Airmen assigned to the 510th Fighter Squadron "Buzzards" and 31st Aircraft Maintenance Squadron recently visited Royal Air Force Lakenheath, United Kingdom, for a flying training deployment (FTD) from Aug. 28 to Sept. 28.

The training marked the first time the squadrons have gone TDY in over a year due to COVID-19 restrictions.

"The purpose of the Lakenheath FTD was to get the Buzzards an opportunity to drop full-scale precision guided munitions in training before we go to combat, and train in the missions we expect to do," said U.S. Air Force Capt. John Burns, 510th FS chief of standards and evaluation. "We were going to accomplish this required training in the U.S. over the summer but due to the uncertainty with transoceanic travel during COVID, the decision was made to stay in Europe.”

Though the exercise would take place closer to home, that didn’t make the planning any easier. In fact, with only three weeks to sort everything out, it took a huge effort from the 100th Air Refueling Wing, 31st Fighter Wing, and 48th FW to make the training happen.

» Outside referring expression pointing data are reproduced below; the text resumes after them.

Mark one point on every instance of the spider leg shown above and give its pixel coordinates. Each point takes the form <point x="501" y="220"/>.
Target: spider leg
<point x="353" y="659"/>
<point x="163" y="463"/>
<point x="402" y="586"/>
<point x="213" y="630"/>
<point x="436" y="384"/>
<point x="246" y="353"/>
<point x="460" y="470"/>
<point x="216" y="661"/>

Altogether the team flew 292 sorties with a total of 471.6 flying hours, 10 of which were in support of Exercise Point Blank, delivered 90 precision guided munitions, and fired 11,944 20mm rounds. Additionally, the training enabled 53 joint terminal air controllers from multiple countries to attain proficiency through 524 close air support calls.

"The air to ground ranges that we were able to use up in the UK allow for many more types of bombs to be dropped, than our ranges here in Italy allow," said U.S. Air Force Capt. Benjamin Kern, 510th FS F-16 Fighting Falcon pilot. "Every pilot was able to drop precision guided munitions and shoot the gun, which is something we don’t get to do often."

This type of training allows the squadrons to exercise their ability to pick up and move to a new place, while also continuing to perform the mission while in an unfamiliar area and airspace.

"The quality of flying training we received in the UK and the Netherlands is second to none," said Burns. "We are immensely grateful to our allies for allowing us to train on their ranges. We would not have been able to get this training accomplished without the support of the teams at RAF Mildenhall and RAF Lakenheath, and especially Wyvern Nation."